Aymen Abdelaziz Salaama, professor of international law at Cairo University, doubts the proposal would yield significant gains for the Palestinian side.
"Firstly, the agreement as it now stands reflects the military situation on the ground, in which Palestinians are being killed in scores on a daily basis," Salaama told IPS. "Secondly, the U.S. and the EU both appear to sympathize with Israel’s position, and will unlikely put pressure on Israel to halt the aggression before it accomplishes its military goals."
A recent UN Security Council (UNSC) resolution, meanwhile, has been no more effective in stopping Israel’s war on the Hamas-run enclave, now approaching the end of its third week.
Although the UNSC adopted a resolution on Jan. 8 calling for an immediate cease-fire, Israel quickly declared its intention to continue military operations in the Gaza Strip. "The Israeli Defense Forces will continue acting in order to attain the goals of the operation," Israeli officials declared in a statement last Friday.
"I’m not surprised. The UNSC resolution has no teeth," complained Shadi. "It lays down no specific mechanisms for implementing a cease-fire, or states how exactly Israel should be pressured into abiding by its terms."
According to Shadi, only Egypt as one of the few states to have a working relationship with both Israel and Hamas stands a chance of hammering out a mutually acceptable cease-fire agreement.
"Egypt has means of pressuring both sides," he said. "As the biggest Arab country to have diplomatic relations with Israel, it can put pressure on Israel; meanwhile, it can use the Egypt-Gaza border as leverage with Hamas."
Shadi went on to point to Egypt’s central role in brokering a six-month truce last summer between Israel and Palestinian resistance factions chief among them Hamas in the Gaza Strip. The expiration of that cease-fire agreement on Dec. 19 directly preceded the launch of Israel’s current campaign against Gaza.

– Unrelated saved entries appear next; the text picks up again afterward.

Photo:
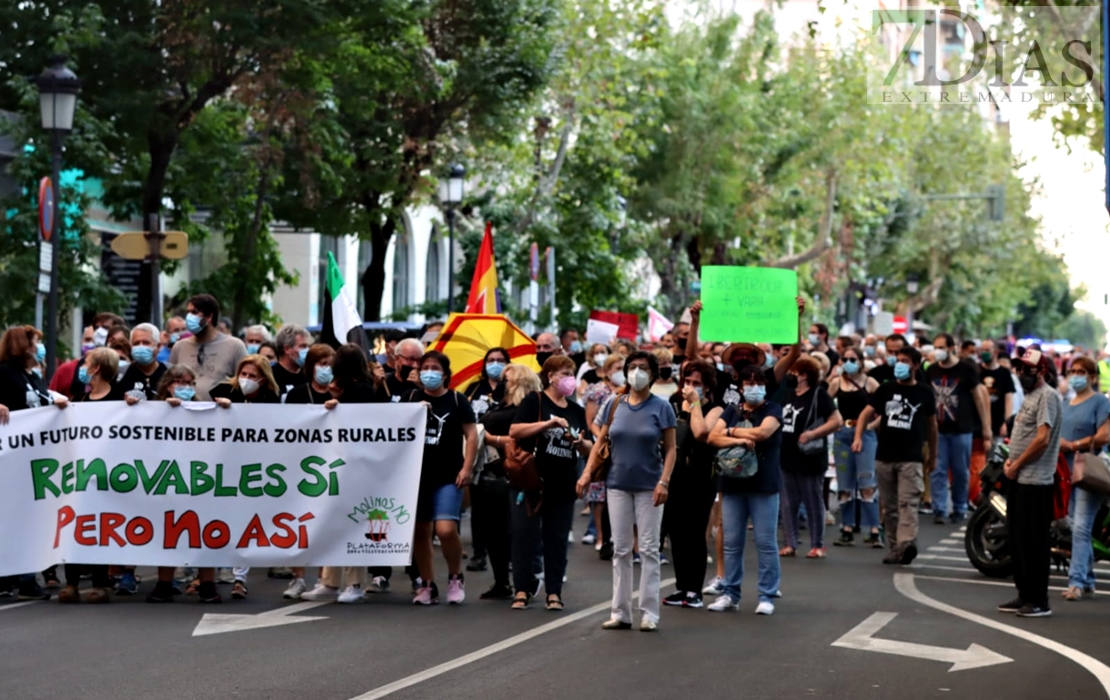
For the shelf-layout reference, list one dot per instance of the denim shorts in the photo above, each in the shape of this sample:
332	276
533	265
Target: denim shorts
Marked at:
440	503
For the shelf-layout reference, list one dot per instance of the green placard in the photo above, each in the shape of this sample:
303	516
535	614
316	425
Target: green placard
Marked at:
749	305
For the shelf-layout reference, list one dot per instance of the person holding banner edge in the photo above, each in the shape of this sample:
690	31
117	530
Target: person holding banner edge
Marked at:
446	469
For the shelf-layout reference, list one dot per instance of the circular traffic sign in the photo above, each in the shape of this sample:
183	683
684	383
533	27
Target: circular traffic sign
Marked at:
46	209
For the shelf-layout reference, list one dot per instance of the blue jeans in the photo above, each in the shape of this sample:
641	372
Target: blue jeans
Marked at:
854	473
1081	570
954	456
763	510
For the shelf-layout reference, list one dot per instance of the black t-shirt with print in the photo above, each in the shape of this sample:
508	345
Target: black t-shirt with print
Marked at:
135	379
999	382
954	387
556	458
796	412
443	438
483	396
905	409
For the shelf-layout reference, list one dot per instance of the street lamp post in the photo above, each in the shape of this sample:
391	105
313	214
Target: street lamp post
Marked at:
451	196
911	287
58	90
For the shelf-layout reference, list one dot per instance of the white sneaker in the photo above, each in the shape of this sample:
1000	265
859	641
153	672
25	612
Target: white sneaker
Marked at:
296	587
352	594
715	587
380	585
725	604
321	592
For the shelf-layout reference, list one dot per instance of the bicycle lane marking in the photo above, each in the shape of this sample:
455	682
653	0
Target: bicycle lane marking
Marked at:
905	584
409	681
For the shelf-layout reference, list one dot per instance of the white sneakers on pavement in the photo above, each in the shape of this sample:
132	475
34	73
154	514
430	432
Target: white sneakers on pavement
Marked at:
321	592
351	595
295	589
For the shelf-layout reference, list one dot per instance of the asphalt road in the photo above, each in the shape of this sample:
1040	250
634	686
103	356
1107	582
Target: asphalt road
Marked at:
937	609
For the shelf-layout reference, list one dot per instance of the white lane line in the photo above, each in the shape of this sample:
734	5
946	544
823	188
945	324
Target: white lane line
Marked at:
979	582
488	651
12	606
906	586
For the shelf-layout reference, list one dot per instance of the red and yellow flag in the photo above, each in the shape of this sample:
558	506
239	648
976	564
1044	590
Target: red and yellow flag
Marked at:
484	297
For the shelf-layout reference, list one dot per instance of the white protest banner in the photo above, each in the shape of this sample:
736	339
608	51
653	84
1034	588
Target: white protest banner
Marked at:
251	485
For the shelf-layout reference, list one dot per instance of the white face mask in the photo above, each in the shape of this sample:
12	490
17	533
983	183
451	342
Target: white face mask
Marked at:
638	379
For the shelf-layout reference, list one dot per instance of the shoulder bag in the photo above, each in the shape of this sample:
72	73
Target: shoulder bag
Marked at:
1090	470
736	462
605	449
521	464
813	447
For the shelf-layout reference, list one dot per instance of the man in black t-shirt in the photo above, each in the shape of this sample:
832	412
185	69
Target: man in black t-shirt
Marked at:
960	395
292	342
909	419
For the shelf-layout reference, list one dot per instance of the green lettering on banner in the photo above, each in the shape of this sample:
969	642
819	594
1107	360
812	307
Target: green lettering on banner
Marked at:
748	305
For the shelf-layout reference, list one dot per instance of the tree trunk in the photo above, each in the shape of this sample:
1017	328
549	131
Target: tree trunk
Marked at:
373	277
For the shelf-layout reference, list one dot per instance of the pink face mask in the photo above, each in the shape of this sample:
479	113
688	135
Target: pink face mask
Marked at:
566	386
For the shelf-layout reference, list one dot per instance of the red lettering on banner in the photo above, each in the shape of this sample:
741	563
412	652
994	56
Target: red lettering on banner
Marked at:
303	539
108	524
188	523
66	516
140	531
86	524
217	535
255	533
289	537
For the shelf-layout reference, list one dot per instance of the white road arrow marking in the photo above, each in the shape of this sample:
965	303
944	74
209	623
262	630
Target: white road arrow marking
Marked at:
218	622
863	638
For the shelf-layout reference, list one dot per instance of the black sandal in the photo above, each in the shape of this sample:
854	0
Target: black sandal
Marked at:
521	600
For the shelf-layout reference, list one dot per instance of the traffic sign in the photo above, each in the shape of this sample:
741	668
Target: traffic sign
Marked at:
135	245
46	257
46	209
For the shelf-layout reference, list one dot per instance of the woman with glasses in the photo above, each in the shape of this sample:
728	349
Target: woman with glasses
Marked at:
857	483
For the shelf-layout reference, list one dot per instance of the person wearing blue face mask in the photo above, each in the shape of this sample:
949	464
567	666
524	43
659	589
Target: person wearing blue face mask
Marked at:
485	394
446	469
212	355
141	378
755	424
693	483
907	409
293	343
857	484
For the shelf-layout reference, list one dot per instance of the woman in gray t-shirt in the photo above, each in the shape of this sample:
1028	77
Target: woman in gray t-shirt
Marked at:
641	429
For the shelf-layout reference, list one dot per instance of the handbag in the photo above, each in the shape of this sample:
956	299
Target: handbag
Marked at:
521	464
1090	470
605	449
813	447
736	462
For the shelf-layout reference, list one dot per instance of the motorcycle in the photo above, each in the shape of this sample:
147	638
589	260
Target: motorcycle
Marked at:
987	540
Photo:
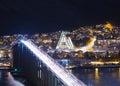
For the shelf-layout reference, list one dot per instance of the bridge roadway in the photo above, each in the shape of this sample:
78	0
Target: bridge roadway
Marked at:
6	79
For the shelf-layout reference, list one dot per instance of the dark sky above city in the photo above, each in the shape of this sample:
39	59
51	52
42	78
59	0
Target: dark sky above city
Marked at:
41	16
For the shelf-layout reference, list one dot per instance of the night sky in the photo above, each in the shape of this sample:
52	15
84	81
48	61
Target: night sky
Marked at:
41	16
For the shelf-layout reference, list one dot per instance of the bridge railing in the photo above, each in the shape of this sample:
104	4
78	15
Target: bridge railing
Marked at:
67	78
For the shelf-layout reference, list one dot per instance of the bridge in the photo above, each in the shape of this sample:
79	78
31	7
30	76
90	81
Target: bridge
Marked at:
39	68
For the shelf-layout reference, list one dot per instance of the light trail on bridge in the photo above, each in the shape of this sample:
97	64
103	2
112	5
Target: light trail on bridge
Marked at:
66	77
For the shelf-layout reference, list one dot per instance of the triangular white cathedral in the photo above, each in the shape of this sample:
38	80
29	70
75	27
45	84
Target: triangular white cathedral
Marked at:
64	42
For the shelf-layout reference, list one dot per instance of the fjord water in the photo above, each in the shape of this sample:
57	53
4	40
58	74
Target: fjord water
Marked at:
6	79
98	76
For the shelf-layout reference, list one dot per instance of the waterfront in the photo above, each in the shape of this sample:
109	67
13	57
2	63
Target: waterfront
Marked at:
98	76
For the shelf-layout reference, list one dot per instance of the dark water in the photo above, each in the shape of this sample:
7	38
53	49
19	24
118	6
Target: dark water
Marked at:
99	76
6	79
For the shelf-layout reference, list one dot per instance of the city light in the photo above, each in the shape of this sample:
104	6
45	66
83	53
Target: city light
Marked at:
67	78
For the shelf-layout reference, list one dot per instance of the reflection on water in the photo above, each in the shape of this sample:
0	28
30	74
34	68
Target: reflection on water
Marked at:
99	76
6	79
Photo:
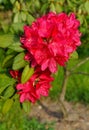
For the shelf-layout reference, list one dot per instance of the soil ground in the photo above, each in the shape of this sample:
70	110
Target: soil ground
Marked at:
49	111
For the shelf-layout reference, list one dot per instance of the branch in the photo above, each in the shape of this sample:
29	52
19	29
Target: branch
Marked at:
83	73
80	63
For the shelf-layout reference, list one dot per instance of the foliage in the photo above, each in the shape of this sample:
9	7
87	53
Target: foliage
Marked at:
16	13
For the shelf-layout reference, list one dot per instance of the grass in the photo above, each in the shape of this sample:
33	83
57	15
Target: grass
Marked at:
16	119
77	87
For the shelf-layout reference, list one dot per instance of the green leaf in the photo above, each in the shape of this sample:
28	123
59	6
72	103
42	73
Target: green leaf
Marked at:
16	47
19	61
7	105
44	8
15	27
26	106
30	18
12	1
23	16
9	92
2	56
87	6
6	40
5	81
74	55
26	74
52	7
7	61
58	8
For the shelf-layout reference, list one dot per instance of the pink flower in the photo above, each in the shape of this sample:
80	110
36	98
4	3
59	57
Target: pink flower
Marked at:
51	39
38	85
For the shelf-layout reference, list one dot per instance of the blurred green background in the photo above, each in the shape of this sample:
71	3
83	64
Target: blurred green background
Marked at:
14	14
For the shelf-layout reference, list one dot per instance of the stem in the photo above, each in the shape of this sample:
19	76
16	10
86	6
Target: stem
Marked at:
62	95
64	85
80	63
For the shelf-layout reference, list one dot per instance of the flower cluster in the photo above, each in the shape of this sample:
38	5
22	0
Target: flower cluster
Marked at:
48	42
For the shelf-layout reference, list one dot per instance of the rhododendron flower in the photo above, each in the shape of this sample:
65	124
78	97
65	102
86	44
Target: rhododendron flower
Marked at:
16	74
38	85
51	39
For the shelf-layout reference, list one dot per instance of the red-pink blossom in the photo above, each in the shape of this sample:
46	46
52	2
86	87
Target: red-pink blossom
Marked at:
38	85
51	39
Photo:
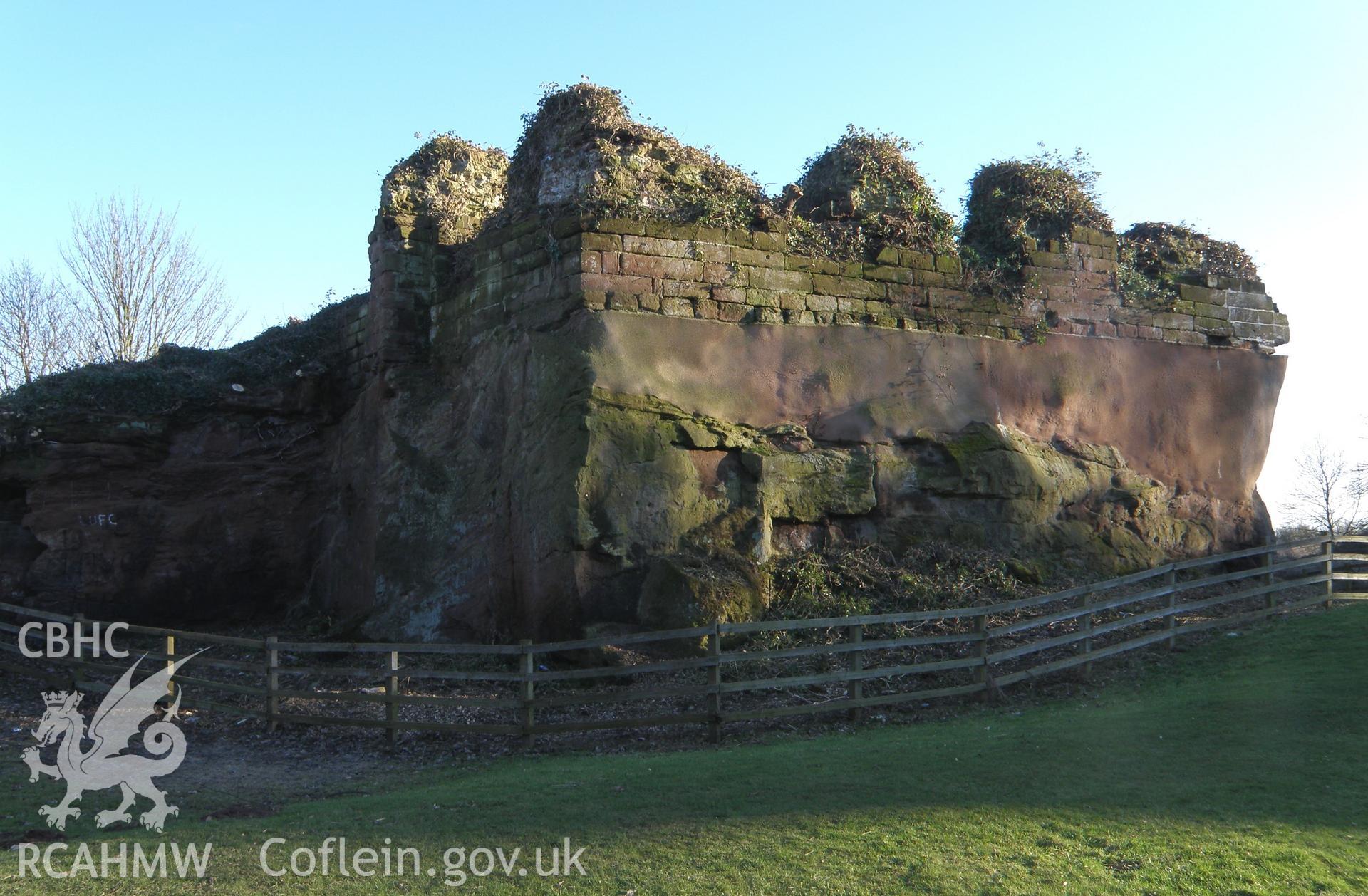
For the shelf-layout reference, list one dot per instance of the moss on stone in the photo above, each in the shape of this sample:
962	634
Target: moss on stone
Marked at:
1043	197
862	194
449	185
1154	259
583	152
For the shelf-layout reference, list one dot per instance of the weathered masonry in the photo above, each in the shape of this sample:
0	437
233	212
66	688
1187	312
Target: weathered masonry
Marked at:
551	412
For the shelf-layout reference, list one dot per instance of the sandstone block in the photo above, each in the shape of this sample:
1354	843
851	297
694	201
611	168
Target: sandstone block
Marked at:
779	279
758	258
847	286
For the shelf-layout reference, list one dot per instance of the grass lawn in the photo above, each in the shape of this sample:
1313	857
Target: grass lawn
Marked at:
1238	768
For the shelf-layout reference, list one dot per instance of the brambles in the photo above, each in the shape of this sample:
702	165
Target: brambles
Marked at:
1154	258
583	152
864	192
1043	197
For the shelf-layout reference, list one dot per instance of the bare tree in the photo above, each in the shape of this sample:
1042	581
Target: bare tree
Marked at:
36	334
1329	494
137	283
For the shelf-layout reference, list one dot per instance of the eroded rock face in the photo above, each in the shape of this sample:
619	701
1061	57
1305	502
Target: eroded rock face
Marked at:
138	519
541	423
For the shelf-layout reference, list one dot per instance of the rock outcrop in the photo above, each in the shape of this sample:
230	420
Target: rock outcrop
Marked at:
612	387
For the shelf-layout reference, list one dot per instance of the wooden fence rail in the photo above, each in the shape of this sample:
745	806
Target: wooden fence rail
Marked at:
858	661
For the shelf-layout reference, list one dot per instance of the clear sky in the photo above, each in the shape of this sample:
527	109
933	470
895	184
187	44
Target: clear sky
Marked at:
270	125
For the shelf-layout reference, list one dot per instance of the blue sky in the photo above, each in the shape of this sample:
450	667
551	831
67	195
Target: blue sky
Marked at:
270	125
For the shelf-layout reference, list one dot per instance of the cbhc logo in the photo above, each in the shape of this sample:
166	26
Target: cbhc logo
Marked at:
63	640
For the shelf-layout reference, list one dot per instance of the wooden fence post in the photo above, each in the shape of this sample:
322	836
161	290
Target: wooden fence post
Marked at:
392	694
1085	624
1171	582
273	683
529	689
855	689
170	664
1271	598
1330	571
981	652
715	686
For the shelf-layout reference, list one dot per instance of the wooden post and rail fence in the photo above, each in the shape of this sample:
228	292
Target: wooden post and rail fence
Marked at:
975	650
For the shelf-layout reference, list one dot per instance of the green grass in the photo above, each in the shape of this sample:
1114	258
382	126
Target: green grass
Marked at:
1238	768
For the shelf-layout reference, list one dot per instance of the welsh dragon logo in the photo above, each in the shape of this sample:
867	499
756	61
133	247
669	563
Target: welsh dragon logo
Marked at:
105	764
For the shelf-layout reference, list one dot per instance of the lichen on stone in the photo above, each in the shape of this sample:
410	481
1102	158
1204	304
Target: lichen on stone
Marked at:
1043	197
1155	256
583	152
452	184
864	192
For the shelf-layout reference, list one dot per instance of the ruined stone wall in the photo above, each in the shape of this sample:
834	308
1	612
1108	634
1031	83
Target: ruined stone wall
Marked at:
749	276
590	402
556	408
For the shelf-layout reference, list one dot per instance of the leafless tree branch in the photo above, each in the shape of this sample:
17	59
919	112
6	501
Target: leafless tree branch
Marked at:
36	334
1329	496
138	283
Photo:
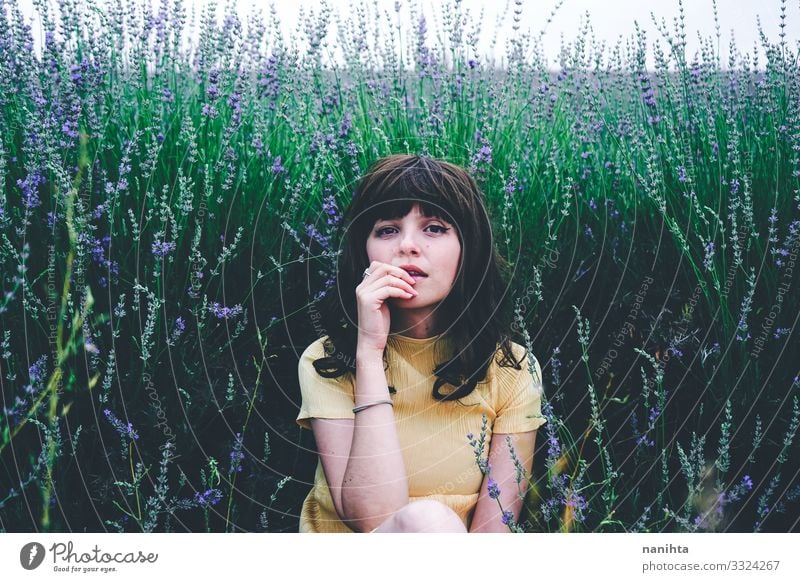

Notably, Egypt’s Muslim Brotherhood opposition movement which is ideologically close to Hamas has rejected the Franco-Egyptian initiative outright.
"The Muslim Brotherhood rejects the proposal because the only clear stipulation so far is for a temporary cease-fire and for both sides to show ‘restraint’ as if the two sides were military equals," Hamdi Hassan, prominent MP for the Muslim Brotherhood, Egypt’s largest opposition movement, told IPS. "And the rest of the articles, on the border and other issues, remain extremely ambiguous."
"What’s more, the proposal completely ignores any reference to Israel’s continued commission of war crimes against Gaza’s civilian population," Hassan added. "Not to mention its practice of targeting mosques and religious structures, or its frequent use of illegal weapons."